The holy grail of brain training is something that does transfer, and here there are three good candidates. The first is physical exercise. Simple aerobic exercise, such as walking 45 minutes a day three times a week, improves episodic memory and executive-control functions by about 20 percent, finds Art Kramer of the University of Illinois at Urbana-Champaign. His studies have mostly been done in older adults, so it’s possible the results apply only to people whose brain physiology has begun to deteriorate—except that that happens starting in our 20s. Exercise gooses the creation of new neurons in the region of the hippocampus that files away experiences and new knowledge. It also stimulates the production of neuron fertilizers such as BDNF, as well as of the neurotransmitters that carry brain signals, and of gray matter in the prefrontal cortex. Exercise stimulates the production of new synapses, the connections that constitute functional circuits and whose capacity and efficiency underlie superior intelligence. Kramer finds that a year of exercise can give a 70-year-old the connectivity of a 30-year-old, improving memory, planning, dealing with ambiguity, and multitasking. “You can think of fitness training as changing the molecular and cellular building blocks that underlie many cognitive skills,” he says. “It thus provides more generalizable benefits than specifically training memory or decision making.”
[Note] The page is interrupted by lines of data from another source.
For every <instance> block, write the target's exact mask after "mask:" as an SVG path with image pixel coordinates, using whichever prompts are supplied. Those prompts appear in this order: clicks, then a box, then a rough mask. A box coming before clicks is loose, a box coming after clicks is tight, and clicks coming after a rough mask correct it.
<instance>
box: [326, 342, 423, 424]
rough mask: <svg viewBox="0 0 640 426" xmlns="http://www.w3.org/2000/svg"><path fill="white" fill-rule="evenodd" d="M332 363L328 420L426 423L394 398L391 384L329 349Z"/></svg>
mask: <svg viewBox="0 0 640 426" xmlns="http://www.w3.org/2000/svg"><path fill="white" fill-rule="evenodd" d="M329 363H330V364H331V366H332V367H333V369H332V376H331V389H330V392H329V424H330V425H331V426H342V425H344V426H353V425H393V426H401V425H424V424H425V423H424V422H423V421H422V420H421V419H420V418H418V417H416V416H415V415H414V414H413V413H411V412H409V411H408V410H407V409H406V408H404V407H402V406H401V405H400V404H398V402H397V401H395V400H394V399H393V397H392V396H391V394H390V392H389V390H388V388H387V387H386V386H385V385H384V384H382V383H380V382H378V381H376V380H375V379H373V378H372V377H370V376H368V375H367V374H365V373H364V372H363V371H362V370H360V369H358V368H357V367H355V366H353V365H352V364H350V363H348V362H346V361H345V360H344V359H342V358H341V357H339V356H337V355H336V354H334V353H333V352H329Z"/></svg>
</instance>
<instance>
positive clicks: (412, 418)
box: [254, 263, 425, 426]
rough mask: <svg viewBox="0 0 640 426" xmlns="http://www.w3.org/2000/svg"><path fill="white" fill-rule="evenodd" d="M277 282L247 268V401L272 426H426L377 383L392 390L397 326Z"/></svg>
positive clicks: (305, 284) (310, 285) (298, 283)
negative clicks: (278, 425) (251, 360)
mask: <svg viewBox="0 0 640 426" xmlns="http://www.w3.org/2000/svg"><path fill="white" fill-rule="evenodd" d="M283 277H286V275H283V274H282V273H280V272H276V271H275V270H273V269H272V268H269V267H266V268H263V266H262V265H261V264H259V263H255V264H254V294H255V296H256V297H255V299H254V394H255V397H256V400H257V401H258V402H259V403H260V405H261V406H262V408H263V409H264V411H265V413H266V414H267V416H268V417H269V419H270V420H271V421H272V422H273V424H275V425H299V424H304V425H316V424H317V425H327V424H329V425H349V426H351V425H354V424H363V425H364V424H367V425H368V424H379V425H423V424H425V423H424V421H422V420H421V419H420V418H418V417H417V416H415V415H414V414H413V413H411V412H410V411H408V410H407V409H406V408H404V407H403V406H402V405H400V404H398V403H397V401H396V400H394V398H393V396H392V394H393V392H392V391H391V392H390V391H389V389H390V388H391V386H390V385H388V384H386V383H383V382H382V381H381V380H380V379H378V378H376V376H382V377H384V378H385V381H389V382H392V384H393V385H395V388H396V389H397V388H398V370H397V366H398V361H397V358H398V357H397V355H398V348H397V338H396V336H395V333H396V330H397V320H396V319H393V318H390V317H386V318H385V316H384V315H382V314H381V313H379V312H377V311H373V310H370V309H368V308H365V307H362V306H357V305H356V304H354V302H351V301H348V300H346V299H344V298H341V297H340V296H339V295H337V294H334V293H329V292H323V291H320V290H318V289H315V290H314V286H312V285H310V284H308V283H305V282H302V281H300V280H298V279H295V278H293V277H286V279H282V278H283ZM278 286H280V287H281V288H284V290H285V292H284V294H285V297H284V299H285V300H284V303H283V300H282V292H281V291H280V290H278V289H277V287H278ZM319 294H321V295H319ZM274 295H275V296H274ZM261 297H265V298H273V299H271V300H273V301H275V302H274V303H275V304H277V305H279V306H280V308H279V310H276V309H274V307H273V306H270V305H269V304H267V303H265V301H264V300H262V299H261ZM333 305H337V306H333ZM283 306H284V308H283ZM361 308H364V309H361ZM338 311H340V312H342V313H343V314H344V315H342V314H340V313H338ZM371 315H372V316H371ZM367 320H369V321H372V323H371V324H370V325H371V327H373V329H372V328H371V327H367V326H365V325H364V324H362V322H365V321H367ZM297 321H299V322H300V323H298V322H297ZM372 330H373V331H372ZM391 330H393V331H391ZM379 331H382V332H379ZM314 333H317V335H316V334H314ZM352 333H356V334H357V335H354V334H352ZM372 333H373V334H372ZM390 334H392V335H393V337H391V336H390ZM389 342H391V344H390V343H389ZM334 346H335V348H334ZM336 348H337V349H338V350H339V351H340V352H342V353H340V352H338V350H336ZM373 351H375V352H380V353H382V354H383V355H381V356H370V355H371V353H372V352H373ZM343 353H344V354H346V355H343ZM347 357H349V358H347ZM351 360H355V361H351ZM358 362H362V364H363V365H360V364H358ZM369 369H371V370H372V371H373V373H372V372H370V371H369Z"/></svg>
The second form of overall mental training is meditation, which can increase the thickness of regions that control attention and process sensory signals from the outside world. In a program that neuroscientist Amishi Jha of the University of Miami calls mindfulness-based mind-fitness training, participants build concentration by focusing on one object, such as a particular body sensation. The training, she says, has shown success in enhancing mental agility and attention “by changing brain structure and function so that brain processes are more efficient,” the quality associated with higher intelligence.
Finally, some videogames might improve general mental agility. Stern has trained older adults to play a complex computer-based action game called Space Fortress, which requires players to shoot missiles and destroy the fortress while protecting their spaceship against missiles and mines. “It requires motor control, visual search, working memory, long-term memory, and decision making,” he says. It also requires that elixir of neuroplasticity: attention, specifically the ability to control and switch attention among different tasks. “People get better on tests of memory, motor speed, visual-spatial skills, and tasks requiring cognitive flexibility,” says Stern. Kramer, too, finds that the strategy-heavy videogame Rise of Nations improves executive-control functions such as task switching, working memory, visual short-term memory, and reasoning in older adults.
Few games or training programs have been tested to this extent, and many of those that have been come up short. Those with increasing levels of difficulty and intense demands on attentional capacity—focus as well as switching—probably do the most good … as does taking a brisk walk in between levels.